1.04.2008

 

Elizabeth Pantley is my current favorite person

Well, besides Kent and Jack.

She's the author of The No-Cry Sleep Solution, a book that came recommended from Jeannette and which we've just reread in an attempt to salvage some of our sanity. We had read it before Kent was born, but nothing can ACTUALLY prepare you for what the sleeping is going to be like, and we didn't retain some of the key stuff in the book that would have helped us. Not to worry, though; we went back through it for strategies, formulated our own plan, and have been following it all week with much success.

The biggest thing we hadn't realized is how much we could affect the number of hours Kent sleeps. At the beginning, we'd been going to bed whenever we got him down (usually around 9:30 or 10), and he'd sleep for a few stretches, waking up to eat fairly often and then going back to sleep, until it was light outside, for a total of about 8 hours' sleeping time. He'd be ready to go for the day, and I'd barely be conscious because of all the interruptions. We assumed that that was all the sleep he needed, even though we knew that most babies needed a lot more, since he wasn't sleeping longer. It was reinforced by our pediatrician's saying at his last visit that he should be sleeping about 7 hours at a stretch, "for example, 10 p.m. to 5 p.m." 10 p.m. seemed like a good bedtime. Well, we were wrong. One component of our plan has been to bump up Kent's bedtime, and he's been in bed by 8 for the past three nights with wonderful results. Instead of sleeping a total of 8 hours, he's slept closer to 11. Dude. Jack and I actually have time at night to ourselves after we put him to bed (we got to watch CNN's coverage of the Iowa caucuses last night!), and Kent still sleeps until the sun comes up.

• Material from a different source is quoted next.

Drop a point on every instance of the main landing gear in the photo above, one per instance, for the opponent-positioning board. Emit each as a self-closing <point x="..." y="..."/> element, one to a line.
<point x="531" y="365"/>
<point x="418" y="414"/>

The other big thing that's changing is the way I put him down for naps. Before, I drove myself crazy trying to get him down. I'd nurse him in the living room, hope he fell asleep while nursing, then carry him into his room and swaddle him. 95% of the time, he'd wake up, so I'd spend the next 10 or 15 minutes walking him up and down the hall, bouncing and singing to him and trying to lull him back to sleep. It killed my back, and it was emotionally exhausting, since I never knew if it was going to work. The most predictable ways to get him down for a nap were to nurse him on our bed and leave him there (no longer safe since he's starting to roll more), or drive someplace and be relatively certain that he'd fall asleep on the way home (but he'd wake up if I took him out of the car). Like I said, I was making myself crazy. Now, we have a lovely routine for naps, where I change his diaper, read him a couple of books in the glider in his room, nurse him until he's drowsy, then put him down in his crib and let him fall the rest of the way asleep. His naps are actually longer, too: an hour or an hour and 15 minutes instead of 45 minutes. I can't believe how well it's working after only a few days.

Jack has also been working to put Kent down when he's falling asleep but not asleep, and it's made a huge difference. We'd always heard/read that we should put him down drowsy so that he learns to fall asleep in his own crib, but knowing it and making it happen are two VERY different things. We were never into the idea of letting Kent cry it out, because we both believe that his cries mean something and we should respond when he's crying. We also knew it would be a really long time before he cried himself to sleep, if he did, and it was a bit overwhelming to consider listening to that. Luckily, it's not necessary, despite the fact that our pediatrician has a handout urging parents to let their babies cry themselves to sleep (because "it won't hurt them"). Shudder.

So to make a very detailed post even longer, naptime is more predictable now, which helps me and Kent; Kent is sleeping more (13 hours or more each day instead of fewer than 10), which is helping all of us; and we think we might actually be doing things right.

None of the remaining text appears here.